Standard motorcycle licence (A): if your test vehicle is between 120 and 125 cc and capable of more than 100 km/h you will be given a standard (A) licence. You will then be restricted to motorcycles of up to 25 kW for two years. After two years you may ride any size machine.
Direct or Accelerated Access enables riders over the age of 21, or those who reach 21 before their two-year restriction ends, to ride larger motorcycles sooner. To obtain a licence to do so they are required to
- have successfully completed a CBT course
- pass a theory test, if they are required to do so
- pass a practical test on a machine with power output of at least 35 kW
To practise, they can ride larger motorcycles, with L plates (and/or D plates in Wales), on public roads, but only when accompanied by an approved instructor on another motorcycle in radio contact.
You MUST NOT carry a pillion passenger or pull a trailer until you have passed your test.
I’ve put the important part in italics, notice all it says is You will then be restricted to motorcycles of up to 25 kW for two years. Nothing about restriction certificates, nothing even about how to restrict your bike, in short, paying £200 to have your motorcycle restricted is a complete farce.
But that’s not the end, there is still the matter of proof, if you don’t have one of those overpriced certificates from Fi International, how can you prove your bike is within the power limits if you get pulled over by the police? You can’t, that’s how.

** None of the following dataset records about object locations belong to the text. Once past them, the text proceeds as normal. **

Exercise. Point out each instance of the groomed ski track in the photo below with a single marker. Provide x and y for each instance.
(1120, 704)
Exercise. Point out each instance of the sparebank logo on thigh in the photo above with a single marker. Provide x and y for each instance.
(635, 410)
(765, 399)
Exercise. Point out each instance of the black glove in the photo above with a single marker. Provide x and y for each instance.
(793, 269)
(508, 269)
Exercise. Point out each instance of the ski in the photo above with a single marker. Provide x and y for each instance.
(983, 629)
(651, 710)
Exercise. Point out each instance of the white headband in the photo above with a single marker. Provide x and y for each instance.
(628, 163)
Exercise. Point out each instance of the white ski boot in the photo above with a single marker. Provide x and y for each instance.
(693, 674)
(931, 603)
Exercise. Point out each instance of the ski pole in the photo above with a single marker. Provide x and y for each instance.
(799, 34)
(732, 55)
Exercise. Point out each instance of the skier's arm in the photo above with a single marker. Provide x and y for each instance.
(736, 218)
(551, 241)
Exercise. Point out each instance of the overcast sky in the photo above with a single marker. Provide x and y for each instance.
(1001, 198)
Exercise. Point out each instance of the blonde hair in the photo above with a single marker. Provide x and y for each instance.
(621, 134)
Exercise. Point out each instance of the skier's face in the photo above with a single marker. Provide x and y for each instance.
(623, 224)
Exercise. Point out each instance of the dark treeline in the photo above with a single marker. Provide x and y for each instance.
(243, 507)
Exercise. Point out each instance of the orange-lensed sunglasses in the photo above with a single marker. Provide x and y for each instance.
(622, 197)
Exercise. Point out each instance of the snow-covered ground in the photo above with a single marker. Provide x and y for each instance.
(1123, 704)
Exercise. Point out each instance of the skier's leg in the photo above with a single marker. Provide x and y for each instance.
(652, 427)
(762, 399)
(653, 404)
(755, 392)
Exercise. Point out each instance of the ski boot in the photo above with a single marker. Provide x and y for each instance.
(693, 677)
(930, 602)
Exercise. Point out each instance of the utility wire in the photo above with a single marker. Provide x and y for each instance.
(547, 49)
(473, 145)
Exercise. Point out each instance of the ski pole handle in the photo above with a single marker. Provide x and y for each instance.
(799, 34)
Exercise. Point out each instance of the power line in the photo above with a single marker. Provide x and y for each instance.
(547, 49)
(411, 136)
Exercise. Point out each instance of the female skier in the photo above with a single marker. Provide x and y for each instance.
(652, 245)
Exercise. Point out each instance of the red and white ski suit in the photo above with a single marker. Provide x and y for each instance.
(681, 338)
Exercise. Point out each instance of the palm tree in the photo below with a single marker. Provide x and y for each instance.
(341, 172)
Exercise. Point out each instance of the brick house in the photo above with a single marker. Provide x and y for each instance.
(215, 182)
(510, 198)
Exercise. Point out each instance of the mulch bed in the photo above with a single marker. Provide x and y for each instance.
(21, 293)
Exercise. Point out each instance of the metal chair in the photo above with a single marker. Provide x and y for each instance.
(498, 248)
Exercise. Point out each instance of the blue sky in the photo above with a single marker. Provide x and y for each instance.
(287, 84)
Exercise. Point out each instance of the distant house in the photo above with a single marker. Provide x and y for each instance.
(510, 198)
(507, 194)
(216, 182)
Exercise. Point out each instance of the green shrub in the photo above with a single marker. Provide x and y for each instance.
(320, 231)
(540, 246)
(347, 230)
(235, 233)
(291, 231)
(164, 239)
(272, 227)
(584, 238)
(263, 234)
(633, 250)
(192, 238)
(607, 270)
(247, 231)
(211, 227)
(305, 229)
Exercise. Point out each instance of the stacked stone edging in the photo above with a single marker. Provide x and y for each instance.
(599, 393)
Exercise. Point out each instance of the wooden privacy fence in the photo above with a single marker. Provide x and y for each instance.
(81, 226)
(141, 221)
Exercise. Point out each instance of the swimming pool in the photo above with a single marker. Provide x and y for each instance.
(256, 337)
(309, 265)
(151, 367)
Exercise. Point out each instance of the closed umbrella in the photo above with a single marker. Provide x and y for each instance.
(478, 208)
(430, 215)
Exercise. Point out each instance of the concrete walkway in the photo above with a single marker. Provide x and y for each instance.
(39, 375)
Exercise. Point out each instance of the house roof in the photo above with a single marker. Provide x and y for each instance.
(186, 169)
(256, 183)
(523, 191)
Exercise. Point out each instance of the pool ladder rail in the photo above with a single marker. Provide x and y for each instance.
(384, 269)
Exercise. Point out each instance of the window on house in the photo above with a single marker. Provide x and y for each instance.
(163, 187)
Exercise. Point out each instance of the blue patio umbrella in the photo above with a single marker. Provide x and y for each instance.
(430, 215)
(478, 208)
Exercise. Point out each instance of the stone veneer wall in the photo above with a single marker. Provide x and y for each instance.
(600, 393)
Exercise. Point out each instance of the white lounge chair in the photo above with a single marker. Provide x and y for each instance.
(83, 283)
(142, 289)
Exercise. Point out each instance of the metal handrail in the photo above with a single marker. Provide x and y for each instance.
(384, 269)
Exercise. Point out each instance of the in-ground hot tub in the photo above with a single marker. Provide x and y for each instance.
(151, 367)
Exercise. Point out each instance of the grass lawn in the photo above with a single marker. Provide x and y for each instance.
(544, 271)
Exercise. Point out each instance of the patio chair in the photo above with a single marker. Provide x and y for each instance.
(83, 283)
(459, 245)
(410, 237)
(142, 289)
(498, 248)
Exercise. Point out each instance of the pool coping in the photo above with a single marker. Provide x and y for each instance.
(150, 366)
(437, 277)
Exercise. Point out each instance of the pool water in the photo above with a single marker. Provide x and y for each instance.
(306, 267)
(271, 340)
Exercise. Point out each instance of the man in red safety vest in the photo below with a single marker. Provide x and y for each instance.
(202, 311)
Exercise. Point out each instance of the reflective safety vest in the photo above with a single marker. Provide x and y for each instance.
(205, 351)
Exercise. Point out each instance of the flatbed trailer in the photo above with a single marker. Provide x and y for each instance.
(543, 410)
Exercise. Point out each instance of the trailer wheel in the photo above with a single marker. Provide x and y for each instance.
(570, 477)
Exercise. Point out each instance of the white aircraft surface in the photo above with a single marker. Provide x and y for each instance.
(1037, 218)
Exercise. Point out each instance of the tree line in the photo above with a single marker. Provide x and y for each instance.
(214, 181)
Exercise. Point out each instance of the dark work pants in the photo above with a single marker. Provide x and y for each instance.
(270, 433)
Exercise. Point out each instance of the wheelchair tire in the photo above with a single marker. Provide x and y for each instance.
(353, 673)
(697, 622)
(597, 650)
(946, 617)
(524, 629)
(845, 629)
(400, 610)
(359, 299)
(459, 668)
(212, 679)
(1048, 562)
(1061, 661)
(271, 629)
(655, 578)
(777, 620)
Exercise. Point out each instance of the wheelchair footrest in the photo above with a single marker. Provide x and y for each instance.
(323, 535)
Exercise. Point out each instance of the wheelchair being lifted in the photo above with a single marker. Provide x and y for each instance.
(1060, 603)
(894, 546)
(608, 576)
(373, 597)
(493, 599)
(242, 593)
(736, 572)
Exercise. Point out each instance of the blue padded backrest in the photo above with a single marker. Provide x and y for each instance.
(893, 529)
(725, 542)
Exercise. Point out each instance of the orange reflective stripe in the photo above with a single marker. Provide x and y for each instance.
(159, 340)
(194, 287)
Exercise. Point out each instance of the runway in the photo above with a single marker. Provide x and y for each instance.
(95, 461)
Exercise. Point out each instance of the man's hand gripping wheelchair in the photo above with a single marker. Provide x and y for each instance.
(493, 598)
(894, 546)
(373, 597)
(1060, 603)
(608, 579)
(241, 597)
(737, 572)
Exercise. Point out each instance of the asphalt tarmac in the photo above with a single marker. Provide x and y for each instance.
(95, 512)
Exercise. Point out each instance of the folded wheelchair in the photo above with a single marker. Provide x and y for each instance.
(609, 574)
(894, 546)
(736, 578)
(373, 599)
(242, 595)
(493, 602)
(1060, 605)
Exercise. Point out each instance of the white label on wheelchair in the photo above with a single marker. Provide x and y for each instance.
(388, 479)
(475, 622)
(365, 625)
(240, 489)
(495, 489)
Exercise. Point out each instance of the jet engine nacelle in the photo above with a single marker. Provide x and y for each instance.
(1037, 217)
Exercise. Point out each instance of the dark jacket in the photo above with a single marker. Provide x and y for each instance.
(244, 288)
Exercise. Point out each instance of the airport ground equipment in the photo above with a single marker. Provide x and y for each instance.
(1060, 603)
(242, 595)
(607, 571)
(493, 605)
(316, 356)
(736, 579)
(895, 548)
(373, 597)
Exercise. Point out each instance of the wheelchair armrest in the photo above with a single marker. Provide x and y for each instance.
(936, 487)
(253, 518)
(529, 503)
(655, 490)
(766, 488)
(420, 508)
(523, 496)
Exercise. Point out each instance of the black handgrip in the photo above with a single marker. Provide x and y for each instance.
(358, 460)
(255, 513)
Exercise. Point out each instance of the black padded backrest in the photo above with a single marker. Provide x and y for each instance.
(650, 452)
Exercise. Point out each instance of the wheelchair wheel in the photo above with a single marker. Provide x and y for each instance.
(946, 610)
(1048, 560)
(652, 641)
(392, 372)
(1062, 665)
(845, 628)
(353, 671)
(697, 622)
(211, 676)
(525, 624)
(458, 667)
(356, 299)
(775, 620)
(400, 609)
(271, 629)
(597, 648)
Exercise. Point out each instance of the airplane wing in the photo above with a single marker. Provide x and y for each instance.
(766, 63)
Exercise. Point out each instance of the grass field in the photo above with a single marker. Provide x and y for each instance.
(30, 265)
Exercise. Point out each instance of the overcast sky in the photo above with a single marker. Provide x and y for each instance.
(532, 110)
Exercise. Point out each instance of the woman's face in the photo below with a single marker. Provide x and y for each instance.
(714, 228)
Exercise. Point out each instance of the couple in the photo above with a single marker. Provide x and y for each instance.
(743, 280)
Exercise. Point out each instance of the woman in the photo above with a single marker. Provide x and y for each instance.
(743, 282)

But that isn’t a problem, as the law quoted above also doesn’t say anything about being able to prove your bike is restricted, so if the police really think your bike is too powerful, they’ll have to confiscate it and test it.
So maybe it’s worth shelling out for the certificate after all, just to avoid that situation? Personally I don’t think so, firstly, I can’t find anything, anywhere, not even on Fi International’s website, that states their certificates are enough for the police to believe your motorcycle is restricted. Secondly, I don’t know of anyone who’s ever been pulled over and had to prove their bike is under 33 bhp, and can you really imagine the police going to all that trouble over quite possibly the vaguest piece of legislation known to man?
So as far as I can tell the best bet is to simply buy a used restrcition kit from somewhere like ebay, and fit it your self. These are quite easy to find, and will usually set you back about £25-£30, bargain! If I choose to buy a big bike that’s definitely the method I’ll be taking.
Of course another option is to buy a bike that produces as near to 33 bhp with out going over as possible, I’m currently compiling a database of motorcycles that fit this criterion, which I will be posting soon.
- I am NOT a lawyer, and have zero qualifications relating to law. All I’ve done is research the best I can and use some common sense.
- I am NOT condoning riding a motorcycle that produces more than 33 bhp when you have a restricted licence, in fact I’m saying you SHOULD have your bike restricted, just don’t get ripped off by Fi International.